石原さとみ×青木崇高インタビュー 『ミッシング』 絶望のその先にある、手の温もり
手の温もりで伝えあう夫婦の気持ち
ーー物語の主軸となっている沙織里と豊の夫婦関係について、どう感じながら演じていましたか? 石原 女性の感情的な部分とか、男性の冷静さってあると思うんです。沙織里はとても感情的で、一喜一憂してがむしゃらになることが正義だと思っている。同じテンションで怒ってほしいし、泣いてほしいのに冷静でいるように見える豊に対して苛立ちがある。 豊は一喜一憂することが、最善の策じゃないとわかっていて、娘の美羽を見つける目的と結果が大事だと思う人間なので、冷静な判断ができると思うんですよね。そういう人だから、沙織里みたいな感情を出せる人に対して、心を壊さずに対応してくれている。 美羽を失う前は本当にいい夫婦だと思うし、私からすると「本当に沙織里は豊がいて良かったね」って思うんですよね。 ーー男性の目線からどう映りましたか? 青木 夫婦になったきっかけとして、豊が沙織里に対して、直感的に動くところを愛しく思えたっていうのもあると思いますね。
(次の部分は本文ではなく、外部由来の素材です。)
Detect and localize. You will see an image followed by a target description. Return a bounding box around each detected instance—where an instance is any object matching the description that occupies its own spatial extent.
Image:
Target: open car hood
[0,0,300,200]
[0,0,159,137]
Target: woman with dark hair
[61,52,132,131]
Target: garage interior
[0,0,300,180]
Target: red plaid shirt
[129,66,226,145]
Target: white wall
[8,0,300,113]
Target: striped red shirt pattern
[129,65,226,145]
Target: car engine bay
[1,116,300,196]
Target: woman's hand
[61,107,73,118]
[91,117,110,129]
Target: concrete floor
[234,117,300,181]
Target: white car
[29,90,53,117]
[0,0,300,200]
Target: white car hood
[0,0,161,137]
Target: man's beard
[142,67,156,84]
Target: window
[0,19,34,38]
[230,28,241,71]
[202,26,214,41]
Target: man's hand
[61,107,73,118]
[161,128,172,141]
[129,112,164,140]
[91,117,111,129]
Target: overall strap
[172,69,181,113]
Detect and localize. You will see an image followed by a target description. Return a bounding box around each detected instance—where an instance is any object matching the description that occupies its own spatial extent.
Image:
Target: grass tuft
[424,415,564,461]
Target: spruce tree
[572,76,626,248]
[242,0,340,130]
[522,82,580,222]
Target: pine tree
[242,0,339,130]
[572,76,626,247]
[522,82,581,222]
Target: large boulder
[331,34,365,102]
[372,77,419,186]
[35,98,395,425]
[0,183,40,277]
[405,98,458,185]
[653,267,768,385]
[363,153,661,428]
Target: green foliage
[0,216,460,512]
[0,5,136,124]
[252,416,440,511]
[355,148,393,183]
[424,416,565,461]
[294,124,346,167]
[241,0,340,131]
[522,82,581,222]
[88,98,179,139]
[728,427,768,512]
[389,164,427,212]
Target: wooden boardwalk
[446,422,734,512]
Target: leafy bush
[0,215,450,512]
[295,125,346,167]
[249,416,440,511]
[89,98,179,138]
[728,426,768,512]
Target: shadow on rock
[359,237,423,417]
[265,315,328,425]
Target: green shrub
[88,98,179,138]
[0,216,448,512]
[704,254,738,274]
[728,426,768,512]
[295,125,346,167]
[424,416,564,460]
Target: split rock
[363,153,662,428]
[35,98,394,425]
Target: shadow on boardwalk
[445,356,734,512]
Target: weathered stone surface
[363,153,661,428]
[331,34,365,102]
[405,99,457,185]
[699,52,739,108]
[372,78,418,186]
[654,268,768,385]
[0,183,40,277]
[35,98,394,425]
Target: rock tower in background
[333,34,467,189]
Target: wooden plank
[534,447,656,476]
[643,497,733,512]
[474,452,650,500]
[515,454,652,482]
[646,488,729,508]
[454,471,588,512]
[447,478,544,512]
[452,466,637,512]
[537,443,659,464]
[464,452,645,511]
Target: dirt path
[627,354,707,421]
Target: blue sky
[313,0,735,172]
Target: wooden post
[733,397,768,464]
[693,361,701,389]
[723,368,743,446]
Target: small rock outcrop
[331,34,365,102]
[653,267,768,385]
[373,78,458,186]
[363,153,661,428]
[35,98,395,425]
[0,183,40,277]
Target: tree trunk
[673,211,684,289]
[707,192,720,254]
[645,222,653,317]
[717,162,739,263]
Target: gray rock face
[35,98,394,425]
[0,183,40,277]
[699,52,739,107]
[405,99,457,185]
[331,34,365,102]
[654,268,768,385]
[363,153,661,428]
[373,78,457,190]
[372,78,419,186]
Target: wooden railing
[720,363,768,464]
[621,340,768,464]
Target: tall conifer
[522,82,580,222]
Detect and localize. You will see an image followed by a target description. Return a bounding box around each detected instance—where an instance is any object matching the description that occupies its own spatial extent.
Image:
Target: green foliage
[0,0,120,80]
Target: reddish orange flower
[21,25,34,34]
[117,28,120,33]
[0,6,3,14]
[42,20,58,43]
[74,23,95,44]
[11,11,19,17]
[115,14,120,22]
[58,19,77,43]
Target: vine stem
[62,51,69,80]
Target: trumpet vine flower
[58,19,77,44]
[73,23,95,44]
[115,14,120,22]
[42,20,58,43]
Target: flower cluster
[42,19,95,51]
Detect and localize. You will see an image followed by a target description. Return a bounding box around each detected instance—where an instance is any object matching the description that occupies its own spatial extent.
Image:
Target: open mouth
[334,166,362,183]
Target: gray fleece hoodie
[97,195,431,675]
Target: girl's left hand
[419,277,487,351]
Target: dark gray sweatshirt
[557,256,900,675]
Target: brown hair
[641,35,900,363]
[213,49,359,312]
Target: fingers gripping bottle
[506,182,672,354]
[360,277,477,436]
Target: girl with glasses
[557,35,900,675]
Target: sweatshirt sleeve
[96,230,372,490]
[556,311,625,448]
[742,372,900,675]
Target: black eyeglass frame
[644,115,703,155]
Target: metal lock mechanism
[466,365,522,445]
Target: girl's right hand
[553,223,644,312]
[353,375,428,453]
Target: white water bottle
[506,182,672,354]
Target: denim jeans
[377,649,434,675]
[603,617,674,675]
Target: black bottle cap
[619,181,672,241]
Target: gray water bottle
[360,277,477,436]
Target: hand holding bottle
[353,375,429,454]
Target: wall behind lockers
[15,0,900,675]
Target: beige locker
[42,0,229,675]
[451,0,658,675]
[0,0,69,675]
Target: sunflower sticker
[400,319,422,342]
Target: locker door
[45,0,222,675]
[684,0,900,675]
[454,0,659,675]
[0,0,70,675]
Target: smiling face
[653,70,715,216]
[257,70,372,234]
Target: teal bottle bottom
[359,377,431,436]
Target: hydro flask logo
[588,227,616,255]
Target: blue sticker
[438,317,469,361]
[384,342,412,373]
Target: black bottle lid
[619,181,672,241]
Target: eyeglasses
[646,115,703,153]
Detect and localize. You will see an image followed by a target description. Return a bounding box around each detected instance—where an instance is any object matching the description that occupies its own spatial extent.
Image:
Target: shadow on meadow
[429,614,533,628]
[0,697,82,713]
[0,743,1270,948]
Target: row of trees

ズバズバ言ってくれるところが心地よかったり、愛しかったりするけども、一歩引いて物事を見るというように自然となっていたり、バランスがあるんじゃないですかね。 いい時は、お互いの長所が歯車のように噛み合っていくんですけど、今回のようなことが起きた場合、それが不協和音となって相手のことを信じられないといった苛立ちが生まれてしまう。今まで好きだったところを、逆に捉えてしまうようなことって、普通の夫婦にもあるんじゃないかなと思います。 ーー夫婦のシーンを拝見していて、個人的に、握ったり膝に置いたりとするふたりの手の動きがすごく印象的だなと思いました。 石原 青木 あぁ~。 ーー物語の山場を迎えた後、沙織里と豊の感情が盛り上がって走り出すんですけど、その時も手を繋いでいる。 石原 それ多分、青木さんのアドリブだったと思います。あれは監督からの指示じゃないです。 ーーベッドで弱った沙織里が寝ているシーンも豊が手を差し伸べます。 青木 そこは監督の指示だったかな? 石原 違う違う、あれも青木さんだよ。 青木 俺からか。 石原 覚えてます。あれは青木さんです。豊は、手の温もりで安心感を与えようとするタイプの旦那さんだったんだなぁって思う。 ーーそうなんです。青木さんの手の動きでそれがわかります。 青木 まぁ、豊は言葉があんまりうまくないから(笑) 石原 そう、言葉じゃないと思うんですよ。だから手を添えて"大丈夫だよ"って伝えてる。あと青木さんって、手を握ったときに、人差し指で手の甲をトントンと撫でながら握るんですよ。 青木 本当に? 石原 多分、癖だと思うんですけど。 青木 完全に癖だ。 石原 そうして自分の話すテンポも私が話すテンポも誘導してるんです。 ーーなるほど。指の動きで。 石原 私、"あぁこういうタイプか"と思ったんです。 青木 無意識のうちに‥‥(笑)。でもそうなんだね。 石原 映っているかわからないですけど、一度、豊の手を離して私が豊の手を握り直すっていうシーンがあったんです。私は無意識にそうしたんです、「今、そうやってなだめようとしてるんでしょ?」って感じて、「今はそうじゃない」っていう感覚になったんですよ。だけど、それを跳ね除けて青木さんがまた私の手を握り直すんですよ。 青木 本人はわかってない (笑) 。 石原 あとテレビを見ながら、頭をよしよしってしたシーンがあるんです。本番1回目終わった後に、監督から「それやめよう」って言われたんですけど結局その1回目が使われていたんですよ。やっぱり、豊ってそういう人なんですよね。 ーー物語の最初は、夫婦の関係性がどんなものか、はっきりわからないけれど、手の動きを見ているとすごくしっくりきました。2人が喧嘩をし始めると、青木さんが手を置いたりするので、演出なのか、ずっと気になっていました。 石原 完全に青木さんです。 青木 豊がそうしたというか、理屈で考えたんじゃない部分だと思います。沙織里との距離の中で、彼女が心をちょっとでも鎮めるために、自分が今できることっていうことでやったことなんじゃないかな。 ーー個人的にはそれが一番夫婦の距離感がわかりやすいなと思います。 石原 ありがとうございます、青木さん。 青木 いえいえ。意識してなかったから(笑)。